O episódio mais eloquente da já estremecida relação ocorreu em meio ao pedido de Sepúlveda Pertence à Segunda Turma do STF para analisar a comutação de modalidade de prisão do réu para domiciliar. Para surpresa de Pertence, Cristiano Zanin praticamente o desautorizou publicamente. O criminalista divulgou a informação de que a “defesa não apresentou ao STF ou a qualquer outro Tribunal pedido de prisão domiciliar”. A atitude foi o estopim da crise, a ponto de o ex-ministro pedir para deixar o caso – situação que ainda está sendo negociada.

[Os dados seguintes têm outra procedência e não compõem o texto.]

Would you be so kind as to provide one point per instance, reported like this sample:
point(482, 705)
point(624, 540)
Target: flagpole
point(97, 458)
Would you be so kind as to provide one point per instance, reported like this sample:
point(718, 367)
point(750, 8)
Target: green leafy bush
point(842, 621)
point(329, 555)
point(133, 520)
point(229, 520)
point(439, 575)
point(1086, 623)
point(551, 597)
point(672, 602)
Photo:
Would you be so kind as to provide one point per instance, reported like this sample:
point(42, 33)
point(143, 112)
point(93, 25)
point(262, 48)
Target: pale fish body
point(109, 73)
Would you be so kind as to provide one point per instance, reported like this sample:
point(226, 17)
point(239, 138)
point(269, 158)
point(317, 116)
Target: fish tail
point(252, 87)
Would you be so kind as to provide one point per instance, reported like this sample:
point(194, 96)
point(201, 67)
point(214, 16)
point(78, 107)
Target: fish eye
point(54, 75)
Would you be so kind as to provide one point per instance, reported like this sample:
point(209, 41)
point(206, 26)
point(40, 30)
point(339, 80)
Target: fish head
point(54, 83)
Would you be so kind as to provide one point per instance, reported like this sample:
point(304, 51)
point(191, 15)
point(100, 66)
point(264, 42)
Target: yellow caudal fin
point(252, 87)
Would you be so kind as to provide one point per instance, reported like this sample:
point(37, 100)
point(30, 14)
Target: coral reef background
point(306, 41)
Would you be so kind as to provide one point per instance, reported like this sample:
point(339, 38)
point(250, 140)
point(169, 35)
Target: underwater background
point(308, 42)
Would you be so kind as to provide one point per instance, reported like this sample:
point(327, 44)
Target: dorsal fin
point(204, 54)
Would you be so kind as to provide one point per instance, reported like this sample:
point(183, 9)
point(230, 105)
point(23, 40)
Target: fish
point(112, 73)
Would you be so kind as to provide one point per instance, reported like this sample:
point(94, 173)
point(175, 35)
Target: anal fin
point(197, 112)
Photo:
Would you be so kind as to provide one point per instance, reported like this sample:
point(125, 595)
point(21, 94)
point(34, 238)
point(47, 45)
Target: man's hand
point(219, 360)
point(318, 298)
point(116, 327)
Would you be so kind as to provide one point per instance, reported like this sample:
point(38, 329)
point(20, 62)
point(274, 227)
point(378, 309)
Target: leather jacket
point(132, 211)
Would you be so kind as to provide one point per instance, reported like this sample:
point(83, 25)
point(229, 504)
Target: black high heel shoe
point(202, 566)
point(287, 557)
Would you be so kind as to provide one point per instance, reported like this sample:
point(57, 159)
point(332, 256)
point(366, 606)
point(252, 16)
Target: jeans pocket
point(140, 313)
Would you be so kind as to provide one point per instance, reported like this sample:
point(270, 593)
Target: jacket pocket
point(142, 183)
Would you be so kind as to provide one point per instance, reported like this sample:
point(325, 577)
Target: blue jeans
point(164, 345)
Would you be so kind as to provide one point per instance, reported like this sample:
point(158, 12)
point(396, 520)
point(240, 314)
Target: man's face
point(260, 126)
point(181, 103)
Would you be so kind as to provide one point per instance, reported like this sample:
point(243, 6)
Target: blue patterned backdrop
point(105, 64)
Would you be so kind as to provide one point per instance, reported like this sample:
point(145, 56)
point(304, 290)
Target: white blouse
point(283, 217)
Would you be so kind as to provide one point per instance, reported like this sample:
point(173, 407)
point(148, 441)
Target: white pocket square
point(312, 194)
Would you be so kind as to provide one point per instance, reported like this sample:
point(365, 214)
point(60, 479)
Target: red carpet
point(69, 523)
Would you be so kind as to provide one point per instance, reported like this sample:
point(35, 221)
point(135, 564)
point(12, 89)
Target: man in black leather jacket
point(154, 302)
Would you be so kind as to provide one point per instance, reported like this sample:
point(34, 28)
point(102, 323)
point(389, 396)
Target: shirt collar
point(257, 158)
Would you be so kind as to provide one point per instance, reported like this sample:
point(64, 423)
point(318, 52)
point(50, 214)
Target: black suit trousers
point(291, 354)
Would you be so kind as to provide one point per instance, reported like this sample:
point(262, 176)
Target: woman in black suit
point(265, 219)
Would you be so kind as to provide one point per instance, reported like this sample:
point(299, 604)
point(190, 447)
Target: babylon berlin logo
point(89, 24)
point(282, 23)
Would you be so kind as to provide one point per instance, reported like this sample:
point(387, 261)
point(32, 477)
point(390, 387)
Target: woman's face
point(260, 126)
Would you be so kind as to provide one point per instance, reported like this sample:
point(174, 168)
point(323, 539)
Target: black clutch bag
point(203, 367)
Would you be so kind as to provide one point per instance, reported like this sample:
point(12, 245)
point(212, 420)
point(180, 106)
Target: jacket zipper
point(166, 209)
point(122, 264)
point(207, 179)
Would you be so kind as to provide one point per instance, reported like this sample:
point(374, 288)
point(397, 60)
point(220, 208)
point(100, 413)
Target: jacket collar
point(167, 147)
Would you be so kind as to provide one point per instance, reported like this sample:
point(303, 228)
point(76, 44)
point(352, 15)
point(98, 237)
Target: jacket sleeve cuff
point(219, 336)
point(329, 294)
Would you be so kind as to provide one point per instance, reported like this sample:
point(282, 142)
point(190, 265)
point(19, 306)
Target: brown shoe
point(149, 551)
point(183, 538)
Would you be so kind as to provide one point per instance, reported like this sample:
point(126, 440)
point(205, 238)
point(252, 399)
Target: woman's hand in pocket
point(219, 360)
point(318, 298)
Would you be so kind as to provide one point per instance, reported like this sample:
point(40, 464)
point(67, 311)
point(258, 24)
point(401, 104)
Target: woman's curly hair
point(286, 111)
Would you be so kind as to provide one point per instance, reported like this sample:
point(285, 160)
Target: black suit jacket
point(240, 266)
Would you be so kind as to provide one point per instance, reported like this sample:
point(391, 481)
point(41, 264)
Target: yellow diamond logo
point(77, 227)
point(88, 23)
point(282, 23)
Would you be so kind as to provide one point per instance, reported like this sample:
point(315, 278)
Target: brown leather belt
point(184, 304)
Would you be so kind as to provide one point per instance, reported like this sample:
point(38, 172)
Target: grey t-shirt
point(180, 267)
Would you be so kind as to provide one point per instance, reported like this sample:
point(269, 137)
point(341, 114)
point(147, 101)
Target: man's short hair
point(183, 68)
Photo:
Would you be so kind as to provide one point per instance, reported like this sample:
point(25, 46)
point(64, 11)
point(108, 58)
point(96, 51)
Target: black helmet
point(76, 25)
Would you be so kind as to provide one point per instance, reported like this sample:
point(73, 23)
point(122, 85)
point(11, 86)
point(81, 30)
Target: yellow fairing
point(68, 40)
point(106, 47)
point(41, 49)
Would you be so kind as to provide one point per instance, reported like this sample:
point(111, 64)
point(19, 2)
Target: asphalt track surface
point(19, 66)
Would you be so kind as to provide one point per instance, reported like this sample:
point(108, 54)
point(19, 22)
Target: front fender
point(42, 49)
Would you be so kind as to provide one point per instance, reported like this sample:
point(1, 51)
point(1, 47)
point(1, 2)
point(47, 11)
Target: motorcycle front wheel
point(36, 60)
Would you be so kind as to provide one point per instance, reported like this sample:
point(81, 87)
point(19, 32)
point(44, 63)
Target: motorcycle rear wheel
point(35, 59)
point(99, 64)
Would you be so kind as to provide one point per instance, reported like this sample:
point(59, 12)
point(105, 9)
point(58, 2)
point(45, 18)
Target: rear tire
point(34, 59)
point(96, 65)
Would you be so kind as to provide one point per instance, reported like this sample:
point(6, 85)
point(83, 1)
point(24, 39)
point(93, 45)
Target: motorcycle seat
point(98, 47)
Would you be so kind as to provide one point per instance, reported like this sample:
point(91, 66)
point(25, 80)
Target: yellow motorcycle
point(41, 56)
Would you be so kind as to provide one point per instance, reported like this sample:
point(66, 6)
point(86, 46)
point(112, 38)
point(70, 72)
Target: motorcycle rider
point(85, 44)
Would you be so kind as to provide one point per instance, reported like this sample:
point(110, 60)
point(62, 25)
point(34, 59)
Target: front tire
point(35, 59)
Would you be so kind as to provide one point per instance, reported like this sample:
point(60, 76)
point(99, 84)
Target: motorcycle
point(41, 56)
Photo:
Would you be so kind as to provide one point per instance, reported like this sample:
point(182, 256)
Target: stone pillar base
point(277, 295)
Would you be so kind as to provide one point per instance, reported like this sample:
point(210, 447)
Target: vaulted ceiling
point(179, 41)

O troco veio pelas redes sociais, protagonizado pelo filho de Pertence, Eduardo. “Não precisamos de vocês para ter qualquer tipo de protagonismo! Meu pai é, e sempre será, maior que vocês”, escreveu ele num grupo de rede social. Zanin não engoliu as críticas e partiu para o contra-ataque pelo WhatsApp. “Tivemos que aturar o chamado ‘fogo amigo’, com sugestões de pautas marotas de pessoas que à luz do sol juram amor a Lula e à sua liberdade, mas que nas sombras estão dispostas a qualquer coisa”. A mensagem, distribuída a um grupo de advogados, levou Pertence às cordas.

As arestas entre as duas bancas são a parte mais explícita do desespero que tomou conta da defesa de Lula. Na ânsia por libertá-lo apesar da falta de reais argumentos jurídicos para tanto, as pedaladas dos causídicos vão deixando feridos pelo caminho. Como se já não fosse conflito o bastante, o PT agora administra outra tribo de insurretos. Desta vez, o grupo de defensores que atuam na esfera eleitoral. O ex-ministro Eugênio Aragão e o consultor Luiz Fernando Pereira estão em rota de colisão. Pelo visto, se as paredes da sala de 15 metros e a vigilância permanente de um policial que o separam do mundo real e da campanha à Presidência têm incomodado Lula, bem pior parece ser administrar o pecado que, segundo Al Pacino, é o preferido do diabo.